Zag furrows his forehead at her. “A spark? You met a spark in the Wastelands?”
Agatha waves her arms at the sleeping circus trundling by a few yards from them. “We met all these people in the Wastelands.”
Zag’s expression is still dubious for some reason. “Yeah, but…that’s not…” He breaks off, eyeing her and doing more things with his eyebrows.
“What?” she asks. “Why does everyone always stare at me!”
Zag rolls his eyes and sighs. “Oh, you,” he says, reaching out and ruffling her hair fondly.
“What?” demands Agatha. “Agh! Zagreus!”
He draws back his hand before she can catch it and enact revenge, grinning. “Well, don’t get yourself killed! I’ve put too much work into you, and we haven’t even started on swords yet.”
“Oh, god,” says Agatha.
 *
Gil is more amenable than she expected. She helps her find one of the things, and then she helps her take it apart.
 *
To Agatha’s surprise, Gil’s reaction to her visiting her camp in the middle of the night was not confusion or hostility, but to beam at her and go, “Oh, Agatha!” She looked so pleased, and Agatha’s heart warmed momentarily.

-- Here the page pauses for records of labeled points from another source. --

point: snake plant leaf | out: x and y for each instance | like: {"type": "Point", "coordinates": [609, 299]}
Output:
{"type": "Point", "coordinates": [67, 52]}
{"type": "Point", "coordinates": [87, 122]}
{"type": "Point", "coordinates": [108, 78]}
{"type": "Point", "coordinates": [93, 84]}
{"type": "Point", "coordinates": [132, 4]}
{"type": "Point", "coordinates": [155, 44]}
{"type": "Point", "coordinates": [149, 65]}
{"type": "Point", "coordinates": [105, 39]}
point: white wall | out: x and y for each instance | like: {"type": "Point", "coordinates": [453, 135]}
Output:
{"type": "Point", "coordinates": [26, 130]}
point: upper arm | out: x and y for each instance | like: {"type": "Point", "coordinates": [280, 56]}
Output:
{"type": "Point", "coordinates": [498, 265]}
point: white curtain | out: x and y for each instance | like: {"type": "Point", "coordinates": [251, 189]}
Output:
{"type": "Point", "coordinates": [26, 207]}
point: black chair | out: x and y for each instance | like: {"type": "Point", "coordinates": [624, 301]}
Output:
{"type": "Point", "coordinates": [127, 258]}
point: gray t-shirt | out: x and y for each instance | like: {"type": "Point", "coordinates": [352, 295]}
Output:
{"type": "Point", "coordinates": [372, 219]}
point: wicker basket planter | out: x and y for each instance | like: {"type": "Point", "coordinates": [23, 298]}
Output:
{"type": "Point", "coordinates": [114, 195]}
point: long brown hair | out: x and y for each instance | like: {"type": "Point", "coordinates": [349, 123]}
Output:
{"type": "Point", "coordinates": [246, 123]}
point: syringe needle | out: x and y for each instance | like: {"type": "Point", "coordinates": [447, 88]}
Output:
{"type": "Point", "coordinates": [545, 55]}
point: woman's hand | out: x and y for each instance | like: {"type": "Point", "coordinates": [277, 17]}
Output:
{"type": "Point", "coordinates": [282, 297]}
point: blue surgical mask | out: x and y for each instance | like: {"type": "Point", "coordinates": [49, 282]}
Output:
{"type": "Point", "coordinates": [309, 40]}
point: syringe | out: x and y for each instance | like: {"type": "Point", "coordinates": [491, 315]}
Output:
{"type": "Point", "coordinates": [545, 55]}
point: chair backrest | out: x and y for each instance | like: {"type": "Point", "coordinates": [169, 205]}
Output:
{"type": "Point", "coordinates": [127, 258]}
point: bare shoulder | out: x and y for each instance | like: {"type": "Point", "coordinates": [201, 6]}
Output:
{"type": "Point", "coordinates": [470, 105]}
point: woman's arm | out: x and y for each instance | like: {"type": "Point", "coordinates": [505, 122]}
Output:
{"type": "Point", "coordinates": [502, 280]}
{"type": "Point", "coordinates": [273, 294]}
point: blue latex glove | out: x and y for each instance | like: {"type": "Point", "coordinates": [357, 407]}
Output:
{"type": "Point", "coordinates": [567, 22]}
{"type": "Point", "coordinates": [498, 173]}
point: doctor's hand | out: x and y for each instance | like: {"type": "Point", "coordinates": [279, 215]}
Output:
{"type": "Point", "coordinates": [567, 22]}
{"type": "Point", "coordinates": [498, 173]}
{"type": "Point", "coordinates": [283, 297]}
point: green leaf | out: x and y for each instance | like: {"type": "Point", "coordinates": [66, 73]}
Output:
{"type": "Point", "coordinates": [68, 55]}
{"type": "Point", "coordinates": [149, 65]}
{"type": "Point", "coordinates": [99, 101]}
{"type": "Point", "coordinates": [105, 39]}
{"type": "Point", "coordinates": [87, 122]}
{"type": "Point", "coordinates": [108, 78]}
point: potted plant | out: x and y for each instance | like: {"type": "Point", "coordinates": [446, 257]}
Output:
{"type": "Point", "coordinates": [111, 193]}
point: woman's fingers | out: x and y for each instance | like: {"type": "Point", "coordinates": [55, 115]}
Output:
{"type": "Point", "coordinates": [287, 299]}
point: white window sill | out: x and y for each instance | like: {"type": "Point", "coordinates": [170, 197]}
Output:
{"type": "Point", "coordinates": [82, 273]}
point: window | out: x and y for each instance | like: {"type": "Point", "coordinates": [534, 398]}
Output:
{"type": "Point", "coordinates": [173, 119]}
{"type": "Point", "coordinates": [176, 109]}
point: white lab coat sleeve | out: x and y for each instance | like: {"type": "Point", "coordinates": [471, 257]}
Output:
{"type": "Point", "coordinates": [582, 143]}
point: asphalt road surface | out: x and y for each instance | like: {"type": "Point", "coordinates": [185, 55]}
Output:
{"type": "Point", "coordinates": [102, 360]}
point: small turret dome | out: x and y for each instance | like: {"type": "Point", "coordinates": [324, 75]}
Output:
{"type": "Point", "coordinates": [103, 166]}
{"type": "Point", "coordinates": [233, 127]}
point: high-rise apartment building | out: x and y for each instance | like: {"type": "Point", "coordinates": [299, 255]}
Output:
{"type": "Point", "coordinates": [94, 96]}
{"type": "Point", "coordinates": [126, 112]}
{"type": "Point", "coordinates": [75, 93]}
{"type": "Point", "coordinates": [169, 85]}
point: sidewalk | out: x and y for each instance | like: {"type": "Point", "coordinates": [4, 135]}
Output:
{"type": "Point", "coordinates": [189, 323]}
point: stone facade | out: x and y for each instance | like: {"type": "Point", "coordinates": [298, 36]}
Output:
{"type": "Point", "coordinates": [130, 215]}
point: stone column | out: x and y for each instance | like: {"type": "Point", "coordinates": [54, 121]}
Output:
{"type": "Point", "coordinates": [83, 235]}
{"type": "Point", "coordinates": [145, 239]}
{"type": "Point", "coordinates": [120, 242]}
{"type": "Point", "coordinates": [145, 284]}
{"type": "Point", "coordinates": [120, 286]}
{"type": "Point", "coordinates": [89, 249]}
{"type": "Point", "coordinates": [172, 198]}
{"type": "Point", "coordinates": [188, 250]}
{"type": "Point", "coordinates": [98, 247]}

It takes them about an hour to trek to the bridge, collect the most intact corpse, and drag it enough of a distance away from the area to dispel both of their heebie-jeebies. They splay it out on a big, reasonably flat rock. The rock is reasonably flat because something sliced the top off of it: It’s lying upright about twenty meters away. They triple check the specimen for the vital signs of the living and the unquiet dead, and then make a Y-incision.
 *
It turns out that being allowed to get involved in dissection is disgusting. Agatha’s face feels like it’s acquired a permanently pursed expression. Gil wasn’t talking herself up: She’s examining the creature like an expert, not even blinking at the…mess. “Bone structure and musculature have both been radically altered,” she says, peering through a huge set of goggles. “But I think you’re right — this is baseline human.”

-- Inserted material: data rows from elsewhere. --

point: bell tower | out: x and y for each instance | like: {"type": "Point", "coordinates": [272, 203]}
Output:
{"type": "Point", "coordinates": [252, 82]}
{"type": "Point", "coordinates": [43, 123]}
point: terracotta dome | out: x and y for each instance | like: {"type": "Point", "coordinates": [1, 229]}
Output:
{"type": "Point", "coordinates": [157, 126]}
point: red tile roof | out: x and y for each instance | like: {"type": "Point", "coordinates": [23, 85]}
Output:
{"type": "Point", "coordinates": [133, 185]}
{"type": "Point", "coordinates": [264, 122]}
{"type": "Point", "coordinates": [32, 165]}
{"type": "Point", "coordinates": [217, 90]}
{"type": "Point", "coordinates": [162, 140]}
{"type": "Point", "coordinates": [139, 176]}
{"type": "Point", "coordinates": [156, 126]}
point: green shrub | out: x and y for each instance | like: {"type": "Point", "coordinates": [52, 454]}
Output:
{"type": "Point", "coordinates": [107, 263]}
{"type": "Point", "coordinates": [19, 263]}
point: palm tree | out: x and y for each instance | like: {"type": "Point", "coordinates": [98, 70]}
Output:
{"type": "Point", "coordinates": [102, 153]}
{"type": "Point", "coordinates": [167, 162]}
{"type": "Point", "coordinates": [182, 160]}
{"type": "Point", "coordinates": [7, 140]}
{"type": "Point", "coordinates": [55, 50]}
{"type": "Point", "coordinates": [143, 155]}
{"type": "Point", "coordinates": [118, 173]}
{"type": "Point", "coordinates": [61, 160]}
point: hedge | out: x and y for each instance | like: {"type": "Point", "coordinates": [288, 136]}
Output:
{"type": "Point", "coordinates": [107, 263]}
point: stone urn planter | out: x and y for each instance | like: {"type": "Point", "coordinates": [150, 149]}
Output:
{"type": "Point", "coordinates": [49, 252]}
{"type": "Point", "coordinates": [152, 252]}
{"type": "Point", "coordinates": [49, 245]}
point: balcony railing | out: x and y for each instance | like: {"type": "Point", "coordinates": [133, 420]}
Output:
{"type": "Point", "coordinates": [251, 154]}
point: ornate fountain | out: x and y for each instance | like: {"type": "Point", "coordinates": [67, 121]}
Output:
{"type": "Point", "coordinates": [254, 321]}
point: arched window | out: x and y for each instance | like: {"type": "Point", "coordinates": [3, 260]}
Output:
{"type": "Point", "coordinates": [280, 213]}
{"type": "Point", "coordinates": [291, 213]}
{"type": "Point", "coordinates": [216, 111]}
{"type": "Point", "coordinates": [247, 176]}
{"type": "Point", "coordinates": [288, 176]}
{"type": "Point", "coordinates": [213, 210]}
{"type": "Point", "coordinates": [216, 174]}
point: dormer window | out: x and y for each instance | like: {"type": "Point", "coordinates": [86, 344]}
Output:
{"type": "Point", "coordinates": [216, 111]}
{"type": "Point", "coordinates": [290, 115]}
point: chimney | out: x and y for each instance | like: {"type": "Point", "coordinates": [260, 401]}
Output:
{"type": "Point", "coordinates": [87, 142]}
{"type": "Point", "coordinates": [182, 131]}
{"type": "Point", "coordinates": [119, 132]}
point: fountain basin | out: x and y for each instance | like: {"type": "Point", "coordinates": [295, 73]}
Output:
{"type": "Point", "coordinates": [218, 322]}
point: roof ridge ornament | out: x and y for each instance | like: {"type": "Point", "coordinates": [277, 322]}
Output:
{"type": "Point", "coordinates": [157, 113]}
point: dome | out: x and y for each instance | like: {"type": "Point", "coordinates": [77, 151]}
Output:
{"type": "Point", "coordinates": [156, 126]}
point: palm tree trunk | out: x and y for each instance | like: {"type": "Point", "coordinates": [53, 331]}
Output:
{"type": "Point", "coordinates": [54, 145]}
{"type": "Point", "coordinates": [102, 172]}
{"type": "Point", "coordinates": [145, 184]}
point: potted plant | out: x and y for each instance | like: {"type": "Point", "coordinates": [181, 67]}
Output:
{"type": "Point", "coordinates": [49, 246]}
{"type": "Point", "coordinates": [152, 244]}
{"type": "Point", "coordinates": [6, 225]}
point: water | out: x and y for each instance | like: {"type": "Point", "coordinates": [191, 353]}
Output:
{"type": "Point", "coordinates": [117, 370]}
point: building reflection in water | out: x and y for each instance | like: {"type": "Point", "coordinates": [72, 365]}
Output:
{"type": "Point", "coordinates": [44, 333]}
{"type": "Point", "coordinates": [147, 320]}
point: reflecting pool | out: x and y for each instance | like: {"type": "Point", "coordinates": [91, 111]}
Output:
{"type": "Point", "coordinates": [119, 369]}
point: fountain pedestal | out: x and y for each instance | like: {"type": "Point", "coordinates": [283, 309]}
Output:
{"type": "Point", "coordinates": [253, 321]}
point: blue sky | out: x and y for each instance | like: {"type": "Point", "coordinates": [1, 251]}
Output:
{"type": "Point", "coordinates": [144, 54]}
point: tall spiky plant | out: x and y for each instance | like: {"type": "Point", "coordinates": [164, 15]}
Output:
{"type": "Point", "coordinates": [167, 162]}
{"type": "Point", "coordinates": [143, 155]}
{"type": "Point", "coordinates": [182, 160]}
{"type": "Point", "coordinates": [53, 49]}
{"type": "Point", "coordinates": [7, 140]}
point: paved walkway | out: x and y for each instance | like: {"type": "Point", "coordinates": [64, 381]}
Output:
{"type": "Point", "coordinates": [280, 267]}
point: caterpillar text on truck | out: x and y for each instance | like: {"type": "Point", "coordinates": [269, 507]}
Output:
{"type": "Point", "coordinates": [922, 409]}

Agatha swallows her distaste and leans over it. “But are they people who have been altered, or just based on the template?”
Gil taps its hand against her (gloved) palm. “These weren’t grown in a vat; too inefficient.” She rotates a partly stripped joint. “And the wear on the bones is wrong. And I doubt they were imported — the alteration looks too recent, for one thing. And if they’re traveled here, they’d have left a swathe of destruction along the landscape. It’s not pretty, but — I’d say these are the townspeople.
Agatha exhales through her teeth. “So there’s nothing left to save.”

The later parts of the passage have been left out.